Ayasofya gibi birbirinden görkemli saray ve kiliselerin, sarnıçların yapıldığı ve Bizans İmparatorluğunun Mısır’dan Fas kıyılarına sınırlarını genişlettiği 527-565 yılları arasında Bizans’a hükümdarlık yapmış I. Justinianus döneminde, Milion Anıtı cephesinin bir güneş çemberiyle süslendiği ; 711-713 yılları arasında kısa bir dönem tahtta kalan İmparator Filippikos döneminde de Hıristiyanlığa ait dinsel tasvirlerin eklendiği, 741-775 yılları arasında ise hüküm süren V. Konstantinus tarafından anıt üzerine Hipodrom’ da yapılan at yarışları sahneleriyle süslü bir yontu grubunun yerleştirilmiş olduğu bilinmektedir. Bütün bunların yanında, tarihi kaynaklar, VIII. ve XII. yüzyıllar arasında, Ayasofya’da yapılan kimi imparatorluk törenlerinin kiliseden sonra bu anıtın altında devam ettiğini yazmışlardır.
1268 Yılında, mülkiyeti Ayasofya Kilisesine verilen Milion Anıtının varlığı, İstanbul’un fethinden sonraki Osmanlı döneminde de bir süre devam etmiş, ondan sonra da yavaş yavaş parçalanıp dağılarak, bugünlere, tek taşlı hali ile gelebilmiştir.
Milion Anıtına ait kalıntılar, 1957 Yılında, Sultanahmet Meydanı çevre-sinin İstanbul Belediyesi tarafından düzenlendiği dönemde ortaya çıkartılmıştır.
Yüzyıllar öncesinin İstanbul’un da, Bizans’ın ortasından geçip giden Mese Caddesinin son bulduğu Yedikule surlarındaki İmparatorluk kapısı, daha sonra Dalmaçya bölgesi üzerinden Roma’ya dek uzanıp giden Via Egnatia adıyla ünlü, kentler arası ana yolun başlangıcını oluşturuyordu. Buradan itibaren Via Egnatia güzergâhı üzerinde eski Yunan ve Roma dönemlerinde kullanılmış Hermesion adı verilen kilometre taşları bulunuyordu.

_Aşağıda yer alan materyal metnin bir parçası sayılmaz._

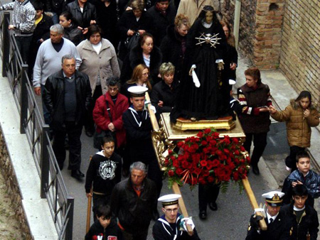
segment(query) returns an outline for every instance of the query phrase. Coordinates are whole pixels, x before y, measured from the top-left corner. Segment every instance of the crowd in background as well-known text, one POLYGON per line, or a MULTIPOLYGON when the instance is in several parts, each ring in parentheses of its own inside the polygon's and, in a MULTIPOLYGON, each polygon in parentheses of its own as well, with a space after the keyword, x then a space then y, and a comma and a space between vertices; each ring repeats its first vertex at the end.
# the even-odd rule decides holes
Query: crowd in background
MULTIPOLYGON (((249 153, 254 143, 251 166, 255 175, 260 174, 258 162, 267 145, 270 116, 286 121, 290 146, 286 165, 295 173, 286 179, 284 192, 288 197, 297 185, 306 185, 307 204, 313 207, 310 200, 319 197, 320 177, 309 170, 300 173, 296 160, 310 146, 311 127, 319 124, 311 96, 303 91, 279 111, 272 107, 270 89, 262 82, 259 70, 250 67, 245 72, 246 83, 238 89, 239 100, 235 99, 235 39, 230 24, 221 17, 223 13, 214 9, 213 1, 18 2, 1 10, 14 9, 9 29, 15 31, 22 60, 28 64, 35 92, 43 96, 44 119, 50 126, 60 170, 67 141, 71 175, 78 180, 85 177, 80 171, 83 125, 99 150, 90 163, 85 185, 87 195, 93 196, 97 219, 93 228, 97 231, 101 226, 105 230, 111 226, 119 239, 142 239, 146 237, 150 220, 159 217, 156 198, 162 176, 152 147, 144 95, 132 95, 129 90, 135 86, 146 87, 157 116, 171 113, 174 123, 181 116, 191 121, 234 117, 235 111, 246 135, 244 147, 249 153), (213 37, 218 38, 218 44, 213 37), (60 80, 65 84, 61 84, 60 80), (146 180, 146 173, 151 180, 146 180), (120 182, 121 175, 129 176, 128 180, 120 182), (127 199, 126 195, 132 197, 127 199), (140 202, 141 196, 145 197, 144 203, 140 202), (145 209, 139 212, 139 207, 145 209), (139 224, 133 224, 127 215, 132 211, 138 215, 144 212, 144 217, 132 217, 144 231, 138 236, 132 227, 139 224), (113 220, 110 224, 112 212, 120 219, 119 227, 113 220)), ((207 204, 217 210, 218 192, 218 184, 211 188, 199 186, 201 219, 206 218, 207 204)), ((312 231, 315 236, 317 231, 312 231)))

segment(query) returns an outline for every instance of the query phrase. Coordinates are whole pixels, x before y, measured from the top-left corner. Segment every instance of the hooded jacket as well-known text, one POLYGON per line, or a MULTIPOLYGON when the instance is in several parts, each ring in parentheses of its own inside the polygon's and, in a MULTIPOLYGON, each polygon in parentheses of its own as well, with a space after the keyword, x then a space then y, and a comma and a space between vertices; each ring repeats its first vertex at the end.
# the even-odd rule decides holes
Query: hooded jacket
POLYGON ((310 234, 310 240, 316 240, 318 236, 319 220, 318 214, 312 207, 305 205, 304 213, 302 214, 299 222, 297 221, 297 216, 294 212, 293 204, 282 207, 282 211, 287 217, 292 225, 292 236, 294 239, 306 239, 306 235, 310 234))
POLYGON ((271 114, 274 120, 286 121, 287 138, 290 146, 310 147, 311 127, 319 125, 319 114, 313 105, 309 109, 310 114, 304 118, 302 107, 294 99, 291 99, 284 110, 271 114))

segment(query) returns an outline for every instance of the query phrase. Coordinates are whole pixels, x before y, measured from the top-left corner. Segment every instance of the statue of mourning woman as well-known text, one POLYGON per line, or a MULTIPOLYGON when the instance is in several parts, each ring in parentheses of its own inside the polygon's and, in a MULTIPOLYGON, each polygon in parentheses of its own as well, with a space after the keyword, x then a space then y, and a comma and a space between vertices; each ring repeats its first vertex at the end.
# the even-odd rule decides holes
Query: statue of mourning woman
POLYGON ((223 27, 205 6, 187 36, 183 76, 170 120, 215 120, 230 116, 229 81, 222 78, 227 45, 223 27))

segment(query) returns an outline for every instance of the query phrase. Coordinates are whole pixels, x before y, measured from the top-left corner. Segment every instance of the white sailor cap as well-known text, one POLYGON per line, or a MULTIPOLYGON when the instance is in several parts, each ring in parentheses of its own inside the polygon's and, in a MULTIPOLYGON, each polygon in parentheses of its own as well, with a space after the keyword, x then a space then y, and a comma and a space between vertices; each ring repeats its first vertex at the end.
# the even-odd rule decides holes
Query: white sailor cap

İstanbul surlarından çıktıktan sonra, önce, bizans’ta adı Kiklobion burnu olarak geçen bugünkü Zeytinburnu kıyısındaki küçük balıkçı köyüne geliniyor, ardından Veliefendi Hipodromundan itibaren denize dek uzanan Askeri talimgâh ve resmi binalarla süslü bugünkü Yenimahalle tarafına, daha sonra da iki önemli kilise, iki saray, manastır, sarnıç gibi önemli yapıların bulunduğu Hebdomon’a, yani bugünkü Bakırköy’ün kıyı kesimine geliniyordu. Bizans döneminde, Bakırköy’e Hebdomon adı verilmesinin nedeni de, Milion taşından itibaren buraya kadar uzanan mesafenin 7 mil olmasından kaynaklanıyordu ve bu konum nedeniyle antik Bakırköy, Yunanca’da yedinci anlamına gelen Hebdomon sözcüğü ile anılmıştı. Hebdomon’dan sonra, Via Egnatia Reghion olarak anılan, askeri bir karakol konumundaki bugünkü Küçük Çekmece’ye geliyor, oradan itibaren de Andrinopolis ( Edirne ), Selanik üzerinden Dalmaçya kıyılarını takip ederek Lâtin dünyasının başkenti Roma‘ ya ulaşıyordu.